Etymologists have concluded the noun was effectively a merger in the Middle English of three related Old English nouns: flota (boat, fleet), flote (troop, flock) & flot (body of water, sea), all from the same source as the verb.  The early senses were the now-mostly-obsolete ones of the Old English words: the early twelfth century “state of floating"”, the mid thirteenth century “swimming”, the slightly later “a fleet of ships; a company or troop” & the early fourteenth century “stream or river”.  From circa 1300 it has entered the language of fishermen to describe the attachments used to add buoyancy to fishing lines or nets and some decades later it meant also “raft”.  The meaning “a platform on wheels used for displays in parades etc” dates from 1888 and developed either from the manner they percolated down a street on from the vague resemblance to flat-bottomed boat which had been so described since the 1550s.  The type of fountain drink, topped with a scoop of ice cream was first sold in 1915.

The noun floater (one who or that which floats) dates from 1717 as was the agent noun from the verb.  From 1847 it was used in political slang to describe an independent voter (and in those days with the implication their vote might be “for sale”), something similar to the modern “swinging voter”.  By 1859 it referred to “one who frequently changes place of residence or employment” and after 1890 was part of US law enforcement slang meaning “dead body found in the water”.  The noun flotation dates from 1765, the spelling influenced by the French flotaison.  The adverb afloat was a direct descendent from the Old English aflote.  In idiomatic use, it was the boxer Muhammad Ali (1942–2016) who made famous the phrase “float like a butterfly; sting like a bee” and “whatever floats your boat” conveys the idea that individuals should be free to pursue that which they enjoy without being judged by others.  To “float someone’s boat” is to appeal to them in some way.  Float is a noun & verb, floater is a noun, floated is a verb, floating is a noun, verb & adjective and floaty is a noun & adjective; the noun plural is floats.

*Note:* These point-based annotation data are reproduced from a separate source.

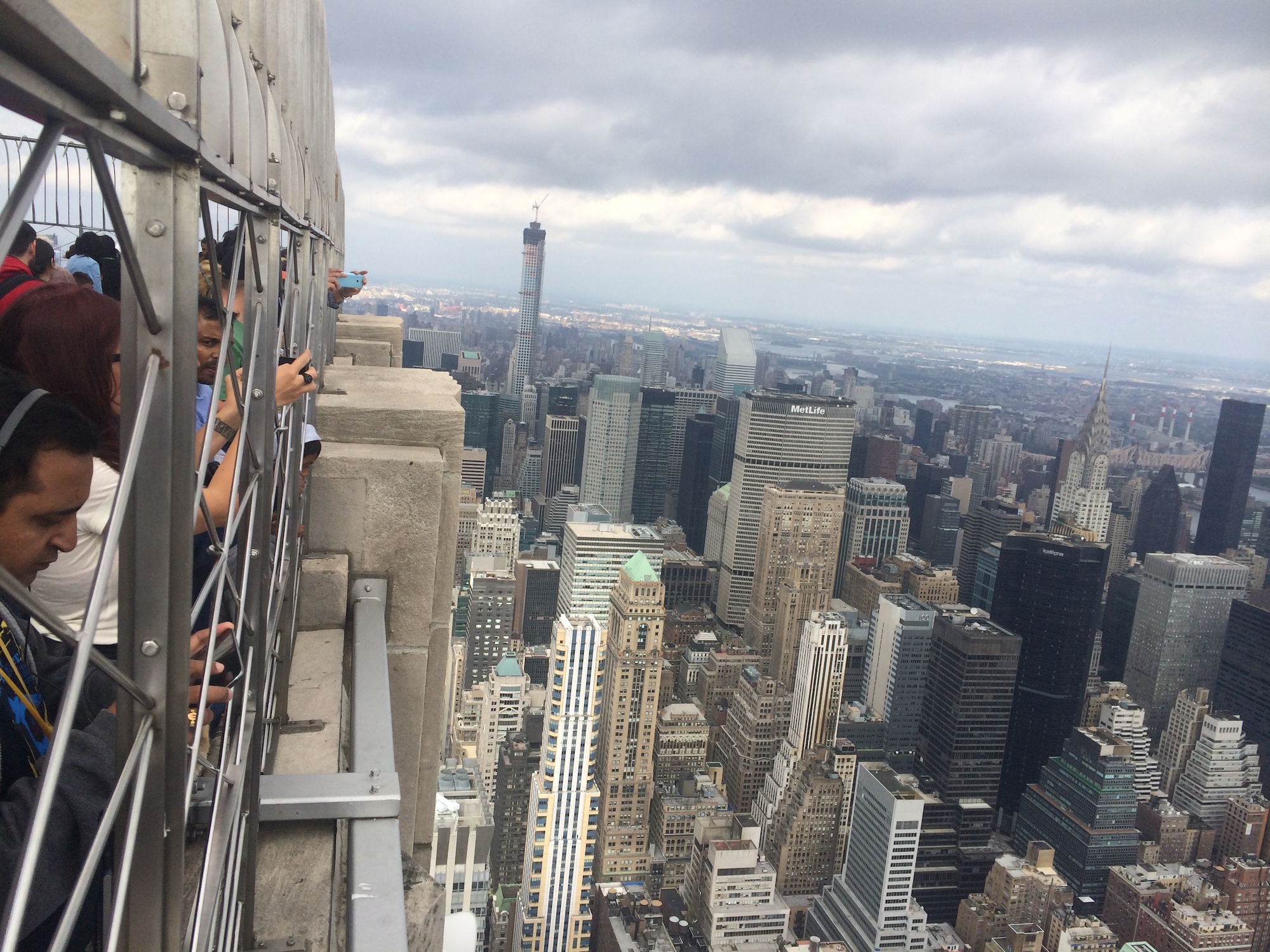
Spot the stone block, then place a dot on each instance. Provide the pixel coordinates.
(297, 874)
(364, 327)
(392, 406)
(383, 506)
(365, 354)
(323, 592)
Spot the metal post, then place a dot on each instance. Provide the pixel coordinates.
(162, 211)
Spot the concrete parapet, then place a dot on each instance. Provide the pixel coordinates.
(365, 354)
(323, 592)
(364, 327)
(385, 492)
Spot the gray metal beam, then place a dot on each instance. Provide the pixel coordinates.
(330, 797)
(35, 34)
(377, 898)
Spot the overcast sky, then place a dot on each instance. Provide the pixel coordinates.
(1083, 171)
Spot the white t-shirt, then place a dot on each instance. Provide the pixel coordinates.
(65, 586)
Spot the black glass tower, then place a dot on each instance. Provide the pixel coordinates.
(483, 427)
(694, 501)
(1118, 623)
(656, 427)
(1244, 676)
(1230, 474)
(1158, 515)
(727, 413)
(1050, 592)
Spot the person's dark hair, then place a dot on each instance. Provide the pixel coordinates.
(44, 258)
(208, 309)
(51, 423)
(225, 256)
(64, 338)
(22, 242)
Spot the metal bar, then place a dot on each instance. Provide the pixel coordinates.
(128, 251)
(130, 843)
(104, 835)
(30, 181)
(79, 667)
(330, 797)
(377, 898)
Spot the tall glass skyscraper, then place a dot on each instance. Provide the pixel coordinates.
(531, 298)
(1050, 592)
(1230, 474)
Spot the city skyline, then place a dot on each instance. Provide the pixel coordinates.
(1089, 177)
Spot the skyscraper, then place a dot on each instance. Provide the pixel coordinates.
(637, 616)
(815, 710)
(653, 373)
(869, 906)
(1086, 808)
(778, 436)
(688, 404)
(736, 362)
(483, 427)
(526, 355)
(613, 444)
(1230, 474)
(565, 798)
(1083, 498)
(1178, 628)
(1224, 766)
(653, 455)
(966, 709)
(1244, 676)
(896, 666)
(694, 501)
(591, 559)
(876, 521)
(801, 520)
(725, 447)
(1050, 592)
(1159, 512)
(559, 453)
(987, 524)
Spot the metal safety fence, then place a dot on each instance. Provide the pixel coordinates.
(173, 861)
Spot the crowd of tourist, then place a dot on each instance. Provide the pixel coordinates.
(60, 461)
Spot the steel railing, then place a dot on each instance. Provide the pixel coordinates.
(178, 837)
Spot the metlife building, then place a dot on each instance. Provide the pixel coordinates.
(780, 437)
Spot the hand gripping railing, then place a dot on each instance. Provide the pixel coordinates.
(158, 196)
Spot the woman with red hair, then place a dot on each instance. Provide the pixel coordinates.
(67, 340)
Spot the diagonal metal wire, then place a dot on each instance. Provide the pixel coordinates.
(140, 746)
(30, 181)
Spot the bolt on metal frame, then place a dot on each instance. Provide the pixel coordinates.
(161, 190)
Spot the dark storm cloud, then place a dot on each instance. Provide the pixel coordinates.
(1028, 143)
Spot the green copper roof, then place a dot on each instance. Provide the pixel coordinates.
(639, 569)
(507, 668)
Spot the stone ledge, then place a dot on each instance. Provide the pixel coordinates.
(394, 407)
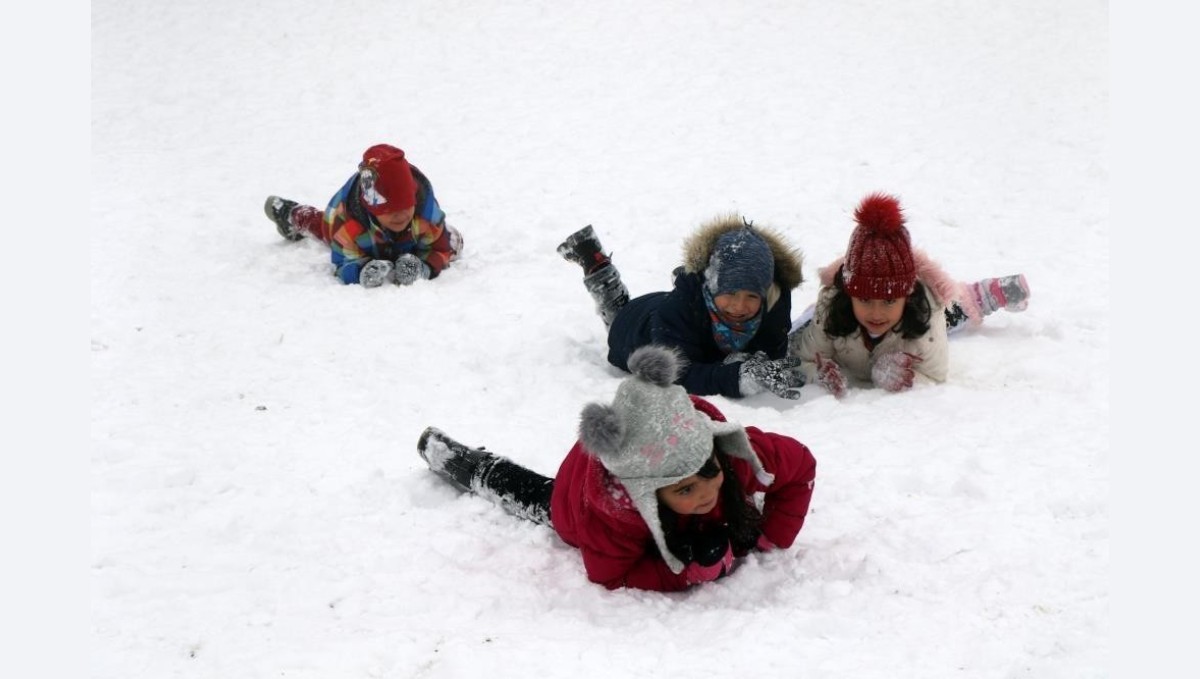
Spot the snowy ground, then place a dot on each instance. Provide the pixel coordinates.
(257, 506)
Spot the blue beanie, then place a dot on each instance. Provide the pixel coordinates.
(742, 260)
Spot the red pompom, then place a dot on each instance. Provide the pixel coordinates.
(880, 212)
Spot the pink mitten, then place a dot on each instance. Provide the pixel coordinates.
(697, 572)
(829, 376)
(894, 371)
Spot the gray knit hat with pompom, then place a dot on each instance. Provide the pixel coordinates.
(652, 436)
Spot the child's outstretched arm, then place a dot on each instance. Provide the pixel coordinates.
(786, 500)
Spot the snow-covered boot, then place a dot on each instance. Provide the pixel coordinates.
(465, 467)
(607, 290)
(583, 248)
(279, 210)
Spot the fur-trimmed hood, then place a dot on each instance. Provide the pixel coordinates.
(945, 288)
(697, 248)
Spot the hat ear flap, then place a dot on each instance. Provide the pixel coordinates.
(601, 430)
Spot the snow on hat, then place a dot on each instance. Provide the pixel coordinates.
(385, 180)
(879, 262)
(741, 260)
(652, 436)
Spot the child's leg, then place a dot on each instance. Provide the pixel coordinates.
(600, 276)
(520, 491)
(294, 221)
(311, 221)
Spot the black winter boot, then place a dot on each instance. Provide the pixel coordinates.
(279, 210)
(465, 467)
(583, 248)
(607, 290)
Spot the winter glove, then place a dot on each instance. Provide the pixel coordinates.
(376, 272)
(712, 556)
(409, 269)
(829, 376)
(894, 371)
(778, 376)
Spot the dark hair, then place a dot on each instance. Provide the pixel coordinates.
(743, 521)
(840, 320)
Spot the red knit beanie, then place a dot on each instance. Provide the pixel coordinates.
(385, 181)
(879, 262)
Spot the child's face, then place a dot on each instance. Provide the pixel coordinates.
(877, 316)
(694, 494)
(739, 306)
(396, 221)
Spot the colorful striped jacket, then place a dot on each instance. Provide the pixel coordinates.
(355, 238)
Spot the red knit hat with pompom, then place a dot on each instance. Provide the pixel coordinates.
(385, 181)
(879, 262)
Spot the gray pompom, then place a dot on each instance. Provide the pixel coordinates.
(655, 364)
(600, 430)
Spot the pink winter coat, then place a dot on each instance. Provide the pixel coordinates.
(852, 355)
(591, 510)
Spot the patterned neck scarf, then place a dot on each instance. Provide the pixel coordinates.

Lindsay Lohan floating in the Aegean, June 2022.

In the modern age, currencies began to be floated in the early 1970s after the collapse of the Bretton Woods system (1944) under which most major currencies were fixed in relation to the US dollar (which was fixed to gold at a rate of US$35 per ounce).  That didn’t mean the exchange rates were static but the values were set by governments (in processes called devaluation & revaluation) rather than the spot market and those movements could be dramatic: In September 1949, the UK (Labour) government devalued Sterling 30.5% against the US dollar (US$4.03 to 2.80).  The Bretton Woods system worked well (certainly for developed nations like the US, the UK, Japan, Canada, Australia, New Zealand and much of western Europe) in the particular (and historically unusual) circumstances of the post-war years but by the late 1960s, with the US government's having effectively printed a vast supply of dollars to finance expensive programs like the Vietnam War, the nuclear arms build-up, the “Great Society” and the space programme, and social programs, surplus dollars rapidly built up in foreign central banks and increasingly these were being shipped back to the US to be exchanged for physical gold bars.  In 1971, the Nixon administration (1969-1974) responded to the problem of their dwindling gold reserves by suspending the convertibility, effectively ending the Bretton Woods system and making floating exchange probably inevitable, the trend beginning when Japan floated the Yen in 1973.

A Bloomberg chart tracking the effect of shifting the US dollar from its link with gold to a fiat currency.  Due to this and other factors (notably the oil price), in the 1970s, the bills of the 1960s were paid.

Others however moved more slowly, many adopting the tactic of the Australian government which as late as 1983 was still running what was known as a “managed float”, an arrangement whereby the prime-minister, the treasurer and the head of the treasury periodically would meet and, using a “a basket of currencies”, set the value of the Australian dollar against the greenback and the other currencies (the so-called “cross-rates”).  Now, most major Western nations have floating currencies although there is sometimes some “management” of the “float” by the mechanism of central banks intervening by buying or selling.  The capacity for this approach to be significant is however not as influential as once it was because the numbers in the forex (foreign exchange) markets are huge, dwarfing the trade in commodities bonds or equities; given the volumes, movements of even fractions of a cent can mean overnight profits or losses in the millions.  Because some "floats" are not exactly "free floats" in which the market operates independently, there remains some suspicion that mechanisms such as "currency pegs" (there are a remarkable variety of pegs) and other methods of fine tuning can mean there are those in dark little corners of the forex world who can benefit from these manipulations.  Nobody seem prepared to suggest there's "insider trading" in the conventional sense of the term but there are some traders who appear to be better informed that others.